The story of how the Manganiyar craft found new support in the changing economy of India, as their patrons’ fortunes began to wane, cannot be told without getting to know Prof. Komal Kothari. Born in Jodhpur, in 1929, Komal Kothari studied in Udaipur. In 1953, he started a magazine called Prerna which set itself the task of discovering and transcribing a new folk song every month. His family’s nationalist leanings and Kothari’s love of music and fine arts amalgamated into an interest in another genre of Rajasthani folk songs. These were songs created between 1800 and 1942, by common folk of Rajasthan that focused on anti-British sentiments.


It was this music that opened his eyes to the richness of creativity that lay undiscovered. In 1958 he found himself at Rajasthan Sangeet Natak Academy, and there began an obsession to record for posterity, many of the dying strands of folk singing.
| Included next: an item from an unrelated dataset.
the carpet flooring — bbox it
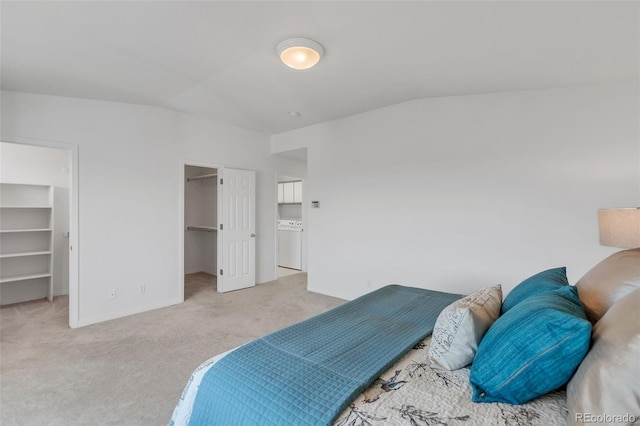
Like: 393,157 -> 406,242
0,273 -> 344,426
In 1960, he ran into Antar Khan, a Manganiyar in the street. Kothari knew the Manganiyar culture was under pressure and offered him the opportunity to record his songs.


“I was preparing my vintage tape recorder to record him,” says Kothari. “When I turned around, he was gone. I went to the door and looked out. There he was, sprinting away. I chased him and caught up after some effort.


It turned out he feared that if he sang in front of the recorder, the machine would swallow his voice forever!”


During the next two years, Kothari made several trips to Manganiyar country. He explained the technology of recording and assuaged their anxieties and lectured them
on the promise of worldwide publicity and a new livelihood for them.


In 1962, the first ever recording of Langa music took place, followed by the first ever Manganiyar stage performance in Delhi, in 1963. But Kothari envisioned taking them farther afield and showcasing them to global audiences.


In 1967, Kothari travelled to Sweden with a troupe of Langass for the first ever performance outside of India. Acclaim, interest, invitations and recognition followed thick and fast. Today, Rajasthan’s tourism industry is driven quite substantially by these charismatic performers.


Komal Kothari himself has come to be loved by them as their godfather. “I am amazed at how these simple folk have mastered their instruments, codified their craft and marketed themselves over the centuries,” he says. “And now, despite their initial reluctance, they have quite rapidly adapted to the new potential. They seek markets, travel the world, deliver professional performances and handle success with great suavity. I laugh when I hear of the backwardness of India’s unlettered masses.”